Дождавшись темноты, Боцман стал подниматься в поисках пропитания по долине ключа. Пройдя от устья шагов двести, он уперся в едва заметную даже вблизи преграду — туго натянутую капроновую сетку. Перегораживая весь распадок, она оставляла узкий проход лишь возле отвесного склона.
Ученый кот надолго замер, прислушиваясь и принюхиваясь. А когда решил, что опасности нет, осторожно шмыгнул в открытый проход. Но не успел он сделать и трех шагов, как сбоку громыхнуло и его оглушил удар по голове. Когда Боцман пришел в себя, то почуял в воздухе запах пороховой гари. Опять эти люди! И летом не стало спасения от них.
Его спасло то, что самострел настораживался в расчете на часто проходивших здесь оленей. Пуля лишь скользнула по затылку, срезав полоску шкуры.
Медленно накапливающаяся усталость от постоянного, назойливого преследования человеком должна была, в конце концов, вылиться либо в беспощадную месть, либо в поиск недоступной для людей глухомани. Покладистый, уравновешенный Боцман выбрал второй путь и двинулся на северо-восток, в лесные дебри, не тронутые опустошительными пожарами.
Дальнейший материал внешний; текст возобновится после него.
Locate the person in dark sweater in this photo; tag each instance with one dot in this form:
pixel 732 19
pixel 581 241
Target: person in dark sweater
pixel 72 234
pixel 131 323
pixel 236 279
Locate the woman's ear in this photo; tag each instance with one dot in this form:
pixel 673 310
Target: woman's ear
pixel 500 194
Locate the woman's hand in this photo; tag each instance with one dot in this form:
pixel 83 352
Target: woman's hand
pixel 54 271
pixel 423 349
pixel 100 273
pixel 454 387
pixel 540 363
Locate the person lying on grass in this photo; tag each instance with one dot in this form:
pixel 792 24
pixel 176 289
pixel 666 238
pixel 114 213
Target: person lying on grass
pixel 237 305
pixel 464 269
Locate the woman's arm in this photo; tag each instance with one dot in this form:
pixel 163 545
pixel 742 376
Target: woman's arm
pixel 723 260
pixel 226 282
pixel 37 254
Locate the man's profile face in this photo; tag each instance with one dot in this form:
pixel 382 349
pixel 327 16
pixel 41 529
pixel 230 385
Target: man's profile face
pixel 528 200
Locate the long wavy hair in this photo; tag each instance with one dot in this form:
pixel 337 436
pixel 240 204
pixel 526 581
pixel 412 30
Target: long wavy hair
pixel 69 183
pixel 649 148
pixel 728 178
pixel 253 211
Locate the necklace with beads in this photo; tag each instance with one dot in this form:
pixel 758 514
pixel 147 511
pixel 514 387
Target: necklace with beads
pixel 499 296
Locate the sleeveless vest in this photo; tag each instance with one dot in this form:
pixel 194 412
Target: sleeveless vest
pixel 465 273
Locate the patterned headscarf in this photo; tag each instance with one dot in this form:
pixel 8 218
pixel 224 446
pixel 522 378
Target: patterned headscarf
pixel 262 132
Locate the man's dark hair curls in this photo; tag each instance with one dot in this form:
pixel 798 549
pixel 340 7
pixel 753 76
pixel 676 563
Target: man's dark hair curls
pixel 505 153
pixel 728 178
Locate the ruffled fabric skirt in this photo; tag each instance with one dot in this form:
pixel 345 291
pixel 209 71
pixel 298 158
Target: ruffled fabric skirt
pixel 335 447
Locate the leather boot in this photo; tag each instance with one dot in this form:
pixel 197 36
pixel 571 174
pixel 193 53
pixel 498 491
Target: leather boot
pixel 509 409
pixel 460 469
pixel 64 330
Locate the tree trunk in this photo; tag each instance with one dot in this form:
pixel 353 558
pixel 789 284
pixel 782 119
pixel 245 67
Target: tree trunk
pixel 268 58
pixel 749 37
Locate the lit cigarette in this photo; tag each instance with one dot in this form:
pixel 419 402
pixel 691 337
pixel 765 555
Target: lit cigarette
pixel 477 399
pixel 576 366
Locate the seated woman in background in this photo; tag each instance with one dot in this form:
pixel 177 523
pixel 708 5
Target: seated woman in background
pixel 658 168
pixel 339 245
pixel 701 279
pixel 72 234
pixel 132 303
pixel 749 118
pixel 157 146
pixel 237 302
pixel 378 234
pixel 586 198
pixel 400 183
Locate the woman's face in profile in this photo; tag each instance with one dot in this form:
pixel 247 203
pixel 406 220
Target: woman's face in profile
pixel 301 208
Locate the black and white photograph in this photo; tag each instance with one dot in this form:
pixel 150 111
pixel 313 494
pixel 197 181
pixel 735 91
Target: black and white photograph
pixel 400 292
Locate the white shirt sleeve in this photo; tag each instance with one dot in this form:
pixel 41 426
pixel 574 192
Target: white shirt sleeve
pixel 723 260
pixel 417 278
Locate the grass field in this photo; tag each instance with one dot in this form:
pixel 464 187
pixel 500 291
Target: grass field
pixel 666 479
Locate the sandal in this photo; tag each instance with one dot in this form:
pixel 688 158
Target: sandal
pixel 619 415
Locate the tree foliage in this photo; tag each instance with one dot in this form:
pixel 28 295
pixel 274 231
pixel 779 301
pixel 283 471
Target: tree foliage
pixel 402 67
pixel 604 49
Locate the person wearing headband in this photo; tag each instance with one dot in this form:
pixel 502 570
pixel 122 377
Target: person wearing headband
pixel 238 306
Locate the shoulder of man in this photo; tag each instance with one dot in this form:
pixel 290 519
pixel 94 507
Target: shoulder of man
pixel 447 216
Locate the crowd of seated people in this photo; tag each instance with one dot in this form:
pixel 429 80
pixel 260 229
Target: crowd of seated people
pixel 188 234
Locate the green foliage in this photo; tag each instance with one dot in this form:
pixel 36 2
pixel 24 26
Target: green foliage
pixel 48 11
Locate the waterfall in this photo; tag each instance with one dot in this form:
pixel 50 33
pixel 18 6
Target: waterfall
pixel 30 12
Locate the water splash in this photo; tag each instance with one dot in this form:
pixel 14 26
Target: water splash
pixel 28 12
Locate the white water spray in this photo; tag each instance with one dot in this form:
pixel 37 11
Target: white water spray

Пройдя морщинистое нагорье и перевалив через безжизненную громаду Главного хребта, Боцман начал спускаться по серым сланцевым уступам высокой гряды в неведомый доселе край. Кота давно мучила жажда, и, наконец, он услышал шум падающей воды.
Мощный ключ бугристым фонтаном бил прямо из щели между скальными плитами. Пробежав совсем немного, вода плавленым серебром срывалась вниз и летела в сиянии радужной пыли, медленно разделяясь в воздухе на сверкающие гроздья.
Налакавшись прозрачной, как слеза, влаги, рысь спустилась в обширную маристую равнину, обрамленную зубцами далеких гор, и сразу попала в буйные заросли травы, такие густые и высокие, что они скрыли длинноногого кота целиком. Пройдя их, он углубился в тесную, перестойную чащу. Процеженные густыми ветвями пучки солнечных лучей едва освещали проходы между сучкастых стволов елей и пихт, обвешанных косматыми бородами лишайника.
В этом непроницаемом, насыщенном влагой, несмотря на двухмесячную сушь, лесу царила мертвая тишина. Застоявшийся воздух был насквозь пропитан гнилостными испарениями. На земле повсюду валялись трухлявые стволы, обомшелые сучья. Между ними поблескивали черные оконца затхлой воды.